La récolte céréalière chute à 30 millions de quintaux, soit 42% de moins par rapport à la campagne précédente.

À la crise planétaire du Covid-19, qui ébranle en profondeur notre système économique national, s’ajoute désormais, officiellement, la mauvaise campagne agricole. Avec une pluviométrie limitée à 205mm au 22 avril 2020, en baisse de 34% par rapport à la moyenne des trente dernières années, la campagne agricole de la saison actuelle a été moyenne dans le Saïss et le Gharb et faible dans le reste des régions. Ainsi, selon les chiffres prévisionnels rendus publics par le ministère de l’agriculture et des pêches maritimes, la récolte céréalière chute à 30 millions de quintaux, soit 42% de moins par rapport à la campagne précédente.

A titre de comparaison: la récolte céréalière était de 52 millions de quintaux en 2019 et 102 millions en 2018. La plus mauvaise récolte a été enregistrée en 2016 avec 33,5 millions de quintaux. Mais, malgré ce niveau très bas, le ministère de l’agriculture et des pêches maritimes se montre rassurant: l’approvisionnement du marché en céréales demeurera, en effet, assuré avec un stock couvrant une période de plus de 4 mois. Le ministère précise que ce stock est susceptible d’être renouvelé en permanence.

Une bonne résilience

Par espèces, la production céréalière prévisionnelle se présente comme suit: 16,5 millions de quintaux de blé tendre; 7,5 millions de quintaux de blé dur et 5,8 millions de quintaux d’orge. Malgré cela, le PIB agricole ne connaîtra pas une grande rétraction. Les estimations provisoires montrent que cette baisse restera contenue autour 5%, et ce hors agroalimentaire grâce au comportement de toutes les autres filières de production (maraîchage, arboriculture, lait et viandes). Ainsi, le PIB agricole devrait continuer à montrer une bonne résilience avec un palier supérieur à 105 milliards de dirhams.

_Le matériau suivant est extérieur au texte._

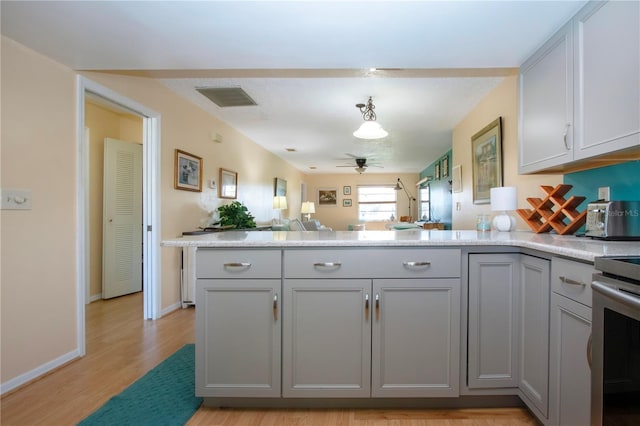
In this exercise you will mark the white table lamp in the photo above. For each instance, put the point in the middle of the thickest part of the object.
(308, 208)
(504, 199)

En dehors des céréales, toutes les autres cultures affichent un état normal, voire, pour certaines, supérieur à la campagne précédente. En effet, l’arboriculture fruitière se comporte aussi bien pour les espèces qui entrent en production actuellement que pour les espèces en floraison et dont la production entrera sur les marchés à partir de septembre et les mois suivants. Les agrumes et les oliviers en particulier en stade de floraison affichent, pour leur part, de bonnes perspectives de production si la situation climatique demeure favorable en mai-juin.

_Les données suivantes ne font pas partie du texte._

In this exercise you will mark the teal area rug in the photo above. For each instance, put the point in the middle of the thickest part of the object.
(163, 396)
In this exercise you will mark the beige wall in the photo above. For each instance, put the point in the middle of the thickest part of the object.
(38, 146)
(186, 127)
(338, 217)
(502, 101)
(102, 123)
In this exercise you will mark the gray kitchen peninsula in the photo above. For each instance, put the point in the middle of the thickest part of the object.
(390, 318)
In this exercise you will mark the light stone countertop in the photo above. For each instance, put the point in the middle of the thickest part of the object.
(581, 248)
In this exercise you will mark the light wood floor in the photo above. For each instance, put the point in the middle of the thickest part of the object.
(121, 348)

Pour les cultures annuelles, les assolements d’hiver sont bien équilibrés et assurent une production abondante et diversifiée pendant toute cette période printanière. Il s’agit des légumes (tomate, pomme de terre, oignons, aubergine, navets, artichauts, petit pois, etc.), de la canne et la betterave à sucre dont les récoltes ont déjà commencé. L’état des cultures laisse prévoir une bonne production. Dans certains périmètres comme le Tadla et le Gharb, les estimations prévoient des rendements records pour la betterave à sucre.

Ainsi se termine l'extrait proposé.